Updated: Nov 5, 2020
By Nicole Cook
This article is not a substitute for legal advice. See here for the site’s reposting policy.
May 4, 2020: SBA is now accepting new Economic Injury Disaster Loan (EIDL) and EIDL Advance applications on a limited basis only to provide relief to U.S. agricultural businesses. See below for links to the application site and a useful online tutorial about the application forms. Information from the April 28th blog post about the EIDL programs is also below.
The application is available at https://www.sba.gov/page/disaster-loan-applications.
Agricultural businesses includes those businesses engaged in the production of food and fiber, ranching, and raising of livestock, aquaculture, and all other farming and agricultural related industries (as defined by section 18(b) of the Small Business Act (15 U.S.C. 647(b)).
At this time, only agricultural business applications will be accepted due to limitations in funding availability and the unprecedented submission of applications already received.
For agricultural businesses that submitted an EIDL application through the streamlined application portal prior to the legislative change, SBA will process these applications without the need for re-applying.
For more information, please visit https://www.sba.gov/funding-programs/disaster-assistance.
For information about filling out the application forms, see this tutorial video from the California Small Business Development Center.
APRIL 28, 2020 POST:
Get Ready!

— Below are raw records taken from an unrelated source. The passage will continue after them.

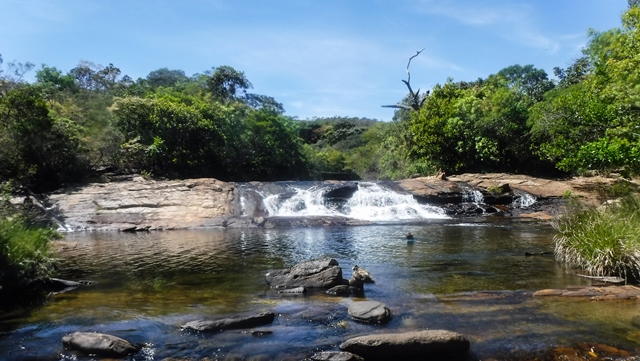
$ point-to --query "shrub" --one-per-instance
(602, 241)
(25, 253)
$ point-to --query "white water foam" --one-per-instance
(371, 202)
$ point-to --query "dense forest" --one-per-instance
(68, 127)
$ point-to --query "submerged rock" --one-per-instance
(409, 345)
(335, 356)
(318, 273)
(99, 344)
(230, 323)
(370, 312)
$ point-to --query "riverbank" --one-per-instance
(140, 204)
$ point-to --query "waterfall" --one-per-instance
(370, 202)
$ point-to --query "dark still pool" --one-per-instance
(471, 278)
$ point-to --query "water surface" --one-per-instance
(469, 277)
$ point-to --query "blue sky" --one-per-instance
(319, 58)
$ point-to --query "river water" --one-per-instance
(466, 275)
(469, 277)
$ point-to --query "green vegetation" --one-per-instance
(69, 127)
(65, 127)
(601, 241)
(25, 253)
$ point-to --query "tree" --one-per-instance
(36, 149)
(528, 80)
(13, 75)
(595, 124)
(164, 77)
(226, 82)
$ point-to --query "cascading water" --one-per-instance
(370, 202)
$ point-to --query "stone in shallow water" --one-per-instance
(230, 323)
(370, 311)
(409, 345)
(335, 356)
(317, 273)
(99, 344)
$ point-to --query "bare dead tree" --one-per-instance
(415, 100)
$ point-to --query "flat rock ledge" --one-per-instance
(594, 293)
(318, 273)
(335, 356)
(428, 344)
(99, 344)
(231, 323)
(370, 312)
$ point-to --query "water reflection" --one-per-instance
(472, 278)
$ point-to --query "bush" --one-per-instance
(25, 253)
(602, 241)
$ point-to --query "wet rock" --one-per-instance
(409, 345)
(318, 273)
(340, 290)
(335, 356)
(595, 293)
(56, 284)
(362, 275)
(343, 192)
(261, 333)
(370, 312)
(142, 205)
(298, 291)
(260, 319)
(99, 344)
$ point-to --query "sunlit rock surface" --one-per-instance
(190, 203)
(409, 345)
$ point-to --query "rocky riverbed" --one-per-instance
(138, 204)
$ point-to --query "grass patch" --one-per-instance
(601, 241)
(25, 253)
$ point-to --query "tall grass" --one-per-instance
(25, 253)
(602, 241)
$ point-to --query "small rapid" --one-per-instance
(369, 202)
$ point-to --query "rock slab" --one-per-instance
(99, 344)
(409, 345)
(335, 356)
(318, 273)
(370, 312)
(231, 323)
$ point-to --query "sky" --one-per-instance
(319, 58)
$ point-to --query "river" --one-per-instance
(469, 275)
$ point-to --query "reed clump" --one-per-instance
(601, 241)
(25, 253)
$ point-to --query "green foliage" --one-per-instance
(594, 124)
(269, 148)
(25, 253)
(474, 127)
(601, 242)
(169, 133)
(35, 149)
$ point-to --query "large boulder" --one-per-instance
(409, 345)
(335, 356)
(342, 192)
(230, 323)
(370, 312)
(318, 273)
(99, 344)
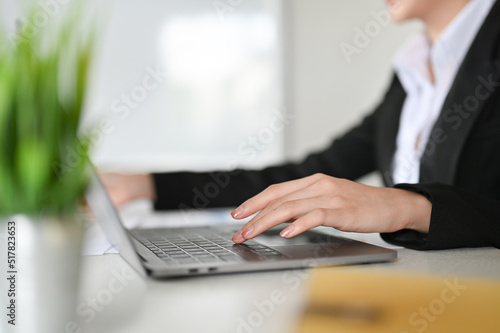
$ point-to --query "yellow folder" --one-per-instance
(360, 300)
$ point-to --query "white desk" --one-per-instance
(222, 303)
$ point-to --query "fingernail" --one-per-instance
(287, 232)
(237, 212)
(237, 238)
(247, 233)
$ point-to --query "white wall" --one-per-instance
(327, 93)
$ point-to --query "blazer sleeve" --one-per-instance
(458, 219)
(351, 156)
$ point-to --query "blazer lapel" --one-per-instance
(477, 79)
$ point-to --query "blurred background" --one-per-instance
(219, 84)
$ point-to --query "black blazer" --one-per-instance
(459, 172)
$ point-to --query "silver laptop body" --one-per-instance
(191, 251)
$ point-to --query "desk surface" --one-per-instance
(113, 298)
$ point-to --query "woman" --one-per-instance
(435, 138)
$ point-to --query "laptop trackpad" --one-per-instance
(309, 244)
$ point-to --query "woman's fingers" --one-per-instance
(273, 192)
(288, 211)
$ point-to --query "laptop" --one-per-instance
(205, 250)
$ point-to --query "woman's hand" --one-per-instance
(321, 200)
(123, 188)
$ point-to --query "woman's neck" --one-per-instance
(437, 20)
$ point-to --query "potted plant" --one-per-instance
(43, 75)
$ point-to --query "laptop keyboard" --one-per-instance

Farmers and Ranchers Are Now Eligible for Economic Injury Disaster Loans.
On Friday, President Trump signed the new COVID-19 relief bill, the Paycheck Protection Program and Health Care Enhancement Act, 116 Pub Law 139 (April 24, 2020) (“Enhancement Act”). In addition to replenishing funds for the Paycheck Protection Program (PPP), the Enhancement Act directs the Small Business Administration (SBA) to make all agricultural producers with 500 or fewer employees who were operating as of January 31, 2020, who have suffered substantial economic injury as a result of the COVID-19 pandemic, eligible for the Emergency Injury Loan Disaster (EIDL) programs. This includes being eligible for a forgivable $10,000 emergency advance “grant.” As of this posting, we are still waiting to find out when the SBA will start accepting loan applications again. But, you can start gathering the information that you’ll need to apply now!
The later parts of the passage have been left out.